Here's a picture of one of them.


----------



## Tmuck44 (Mar 17, 2013)

might just be adjusting to becoming submerged


_Posted from Plantedtank.net App for Android_


----------



## jeepguy (Jul 24, 2013)

I may be wrong but when I looked up your light it says its output is 4100 kw. You need at least 5500kw. St repens needs high light. Try going to your lfs and buying a cfl that puts out light in the 5500 blue wavelength. U might also need a second light bulb as well to provide enough light for them. 
Maybe check out the led bulbs that plug into standard light sockets but that may be too much wattage. Good luck


----------



## somewhatshocked (Aug 8, 2011)

The lighting will be fine. Though, one of the GE Daylight bulbs will be better. You don't 'need' at least 5500/6500 - that's just what's ideal/most pleasing to the eye.

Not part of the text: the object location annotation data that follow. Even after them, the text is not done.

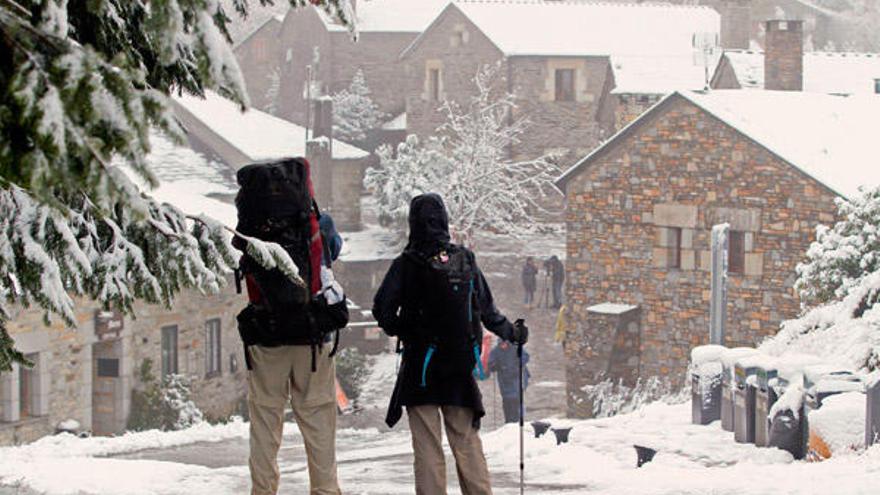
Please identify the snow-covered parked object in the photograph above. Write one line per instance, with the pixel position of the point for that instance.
(838, 426)
(707, 353)
(706, 383)
(355, 114)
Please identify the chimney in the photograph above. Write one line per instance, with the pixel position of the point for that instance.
(322, 117)
(736, 23)
(784, 55)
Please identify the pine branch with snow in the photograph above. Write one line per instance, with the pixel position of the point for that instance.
(273, 91)
(355, 114)
(468, 163)
(83, 83)
(844, 254)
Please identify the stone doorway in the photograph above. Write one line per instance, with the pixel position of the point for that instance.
(108, 415)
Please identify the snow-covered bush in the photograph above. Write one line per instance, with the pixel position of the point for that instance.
(355, 114)
(843, 255)
(840, 284)
(414, 169)
(468, 163)
(162, 405)
(351, 371)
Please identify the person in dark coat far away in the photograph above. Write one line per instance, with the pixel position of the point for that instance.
(529, 280)
(503, 361)
(434, 298)
(556, 270)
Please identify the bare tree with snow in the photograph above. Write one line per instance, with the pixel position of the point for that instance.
(468, 162)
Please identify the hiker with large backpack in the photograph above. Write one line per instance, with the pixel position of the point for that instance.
(288, 328)
(434, 299)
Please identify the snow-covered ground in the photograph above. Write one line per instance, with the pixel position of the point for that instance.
(599, 459)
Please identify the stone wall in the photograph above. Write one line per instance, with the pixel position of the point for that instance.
(784, 56)
(681, 168)
(375, 53)
(607, 346)
(66, 360)
(628, 107)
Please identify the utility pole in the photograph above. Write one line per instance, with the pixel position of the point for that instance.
(718, 308)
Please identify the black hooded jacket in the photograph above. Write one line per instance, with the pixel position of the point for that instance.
(399, 309)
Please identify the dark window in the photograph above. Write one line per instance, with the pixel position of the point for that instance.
(564, 84)
(674, 247)
(169, 350)
(736, 252)
(27, 388)
(212, 347)
(108, 367)
(434, 84)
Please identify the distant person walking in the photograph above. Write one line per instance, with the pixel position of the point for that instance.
(502, 361)
(530, 281)
(556, 271)
(434, 298)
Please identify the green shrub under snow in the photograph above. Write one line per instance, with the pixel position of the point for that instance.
(162, 404)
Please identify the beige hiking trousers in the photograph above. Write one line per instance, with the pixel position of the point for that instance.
(279, 375)
(464, 439)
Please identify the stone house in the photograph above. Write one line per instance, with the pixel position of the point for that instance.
(219, 129)
(258, 53)
(309, 38)
(784, 64)
(640, 209)
(554, 56)
(87, 373)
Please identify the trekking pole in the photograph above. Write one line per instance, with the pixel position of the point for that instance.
(522, 466)
(495, 400)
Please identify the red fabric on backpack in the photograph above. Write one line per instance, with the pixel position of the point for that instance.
(316, 248)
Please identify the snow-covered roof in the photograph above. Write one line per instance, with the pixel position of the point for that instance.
(396, 124)
(404, 16)
(272, 21)
(188, 180)
(832, 139)
(574, 28)
(824, 72)
(611, 308)
(657, 75)
(256, 134)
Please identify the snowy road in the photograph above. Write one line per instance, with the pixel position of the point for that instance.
(599, 459)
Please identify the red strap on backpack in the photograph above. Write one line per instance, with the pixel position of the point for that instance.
(316, 248)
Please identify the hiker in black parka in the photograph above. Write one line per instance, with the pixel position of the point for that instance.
(435, 379)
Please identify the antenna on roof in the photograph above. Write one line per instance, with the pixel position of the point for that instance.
(706, 45)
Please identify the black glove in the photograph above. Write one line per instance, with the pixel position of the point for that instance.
(520, 333)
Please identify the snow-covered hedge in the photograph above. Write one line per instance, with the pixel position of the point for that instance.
(355, 114)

Your KH is 3. What's your GH?

A few things could be happening here and it's likely a combination of all of them. The S. repens you bought was a tissue culture, meaning it was grown emersed. When you added it to water, the leaves melted, as it is adjusting. They'll likely grow back pretty quickly. 

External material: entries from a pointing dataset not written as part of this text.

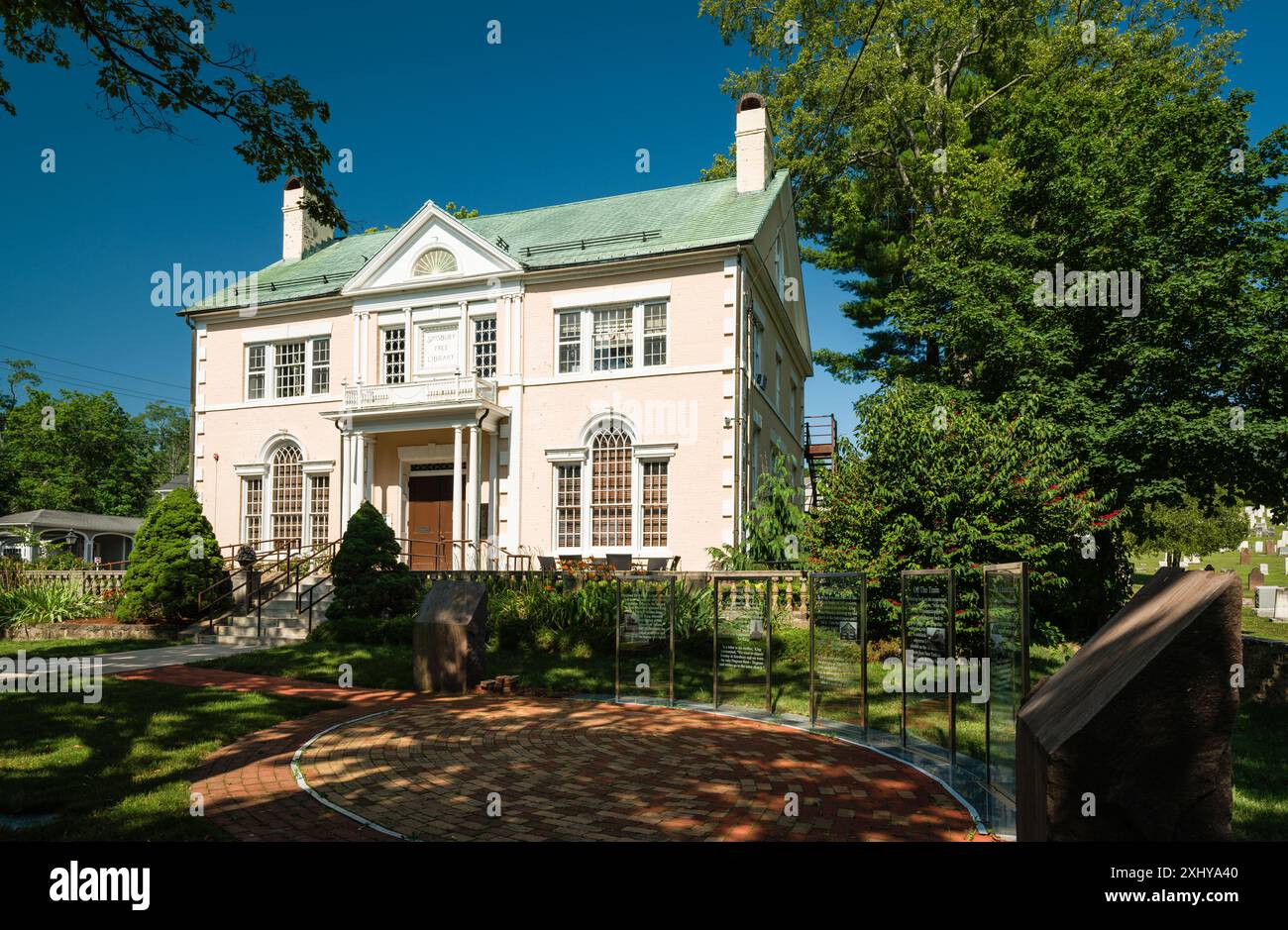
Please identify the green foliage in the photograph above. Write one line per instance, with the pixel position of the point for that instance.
(947, 483)
(77, 453)
(974, 146)
(47, 602)
(1188, 528)
(771, 528)
(175, 557)
(150, 71)
(370, 579)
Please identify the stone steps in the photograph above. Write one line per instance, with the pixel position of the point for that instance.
(278, 622)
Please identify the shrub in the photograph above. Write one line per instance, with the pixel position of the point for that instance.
(370, 581)
(175, 557)
(47, 602)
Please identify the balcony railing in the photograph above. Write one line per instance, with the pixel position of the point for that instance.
(433, 390)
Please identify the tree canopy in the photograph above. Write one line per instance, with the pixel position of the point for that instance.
(154, 64)
(951, 157)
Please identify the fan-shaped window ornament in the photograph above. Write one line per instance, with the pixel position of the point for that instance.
(434, 261)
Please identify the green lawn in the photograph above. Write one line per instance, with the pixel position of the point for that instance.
(1145, 566)
(1260, 751)
(120, 770)
(63, 648)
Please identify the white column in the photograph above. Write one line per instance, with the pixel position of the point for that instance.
(472, 501)
(493, 466)
(456, 495)
(346, 497)
(369, 469)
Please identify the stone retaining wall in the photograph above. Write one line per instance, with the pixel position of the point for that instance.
(46, 631)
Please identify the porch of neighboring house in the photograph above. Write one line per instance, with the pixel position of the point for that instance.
(106, 541)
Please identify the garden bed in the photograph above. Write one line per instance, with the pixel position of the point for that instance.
(102, 628)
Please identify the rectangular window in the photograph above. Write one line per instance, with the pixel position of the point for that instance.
(484, 347)
(570, 342)
(321, 366)
(778, 382)
(394, 361)
(613, 339)
(288, 368)
(655, 334)
(320, 509)
(653, 518)
(568, 506)
(253, 509)
(256, 372)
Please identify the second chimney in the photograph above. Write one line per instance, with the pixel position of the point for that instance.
(754, 145)
(300, 232)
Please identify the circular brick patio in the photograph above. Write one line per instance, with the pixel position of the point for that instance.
(576, 771)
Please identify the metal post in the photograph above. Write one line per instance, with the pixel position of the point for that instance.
(769, 646)
(809, 615)
(670, 596)
(617, 647)
(715, 643)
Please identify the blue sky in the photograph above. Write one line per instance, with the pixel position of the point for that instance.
(553, 114)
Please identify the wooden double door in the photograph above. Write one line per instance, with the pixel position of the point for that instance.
(429, 522)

Fluval Shrimp Stratum contains next to nothing for plants. Root tabs are pretty much a must if you aren't dosing with the EI method. Since there were no nutrients in the soil for the plants, that likely also helped nudge them into a transitional melt.


----------



## Jalopy (Aug 11, 2013)

GH is around 3 I think too. I tested it last month. I think you might be right about the root tabs. I think it's that and the lack of fertilization in the water column. This is actually the 3rd iteration of this tank in the last 2 months. Previously, I was running dirt and diy CO2 and my dwarf baby tears and wisteria were growing fine. I've just noticed that my dwarf baby tears stopped sending out runners too. Thanks for your help.


----------



## Lornek8 (Jul 3, 2013)

I got those S.repens in the Petsmart pack. I simply planted in Fluorite, no root tabs. Used Excel every other day or so and Flourish once per week at first. Upped the Excel and ferts but the plants were already well established and growing by then. This was in a 55gallon with minimal substrate depth under dual T5NO, so not high lighting levels at all. Had no issues with dropped leaves and has probably been the best growing plant in the tank. That is until some Honey Dwarf Gouramis recently developed a taste for them and are gradually eating all the leaves off.


----------



## jbig (Jul 13, 2012)

This happened to my s.repens from petsmart about a month or two ago. I had planted them in a new setup, a decent amount of the leaves melted but after the initial melt they are doing fine. now that they've adjusted new leaves are growing left and right.


----------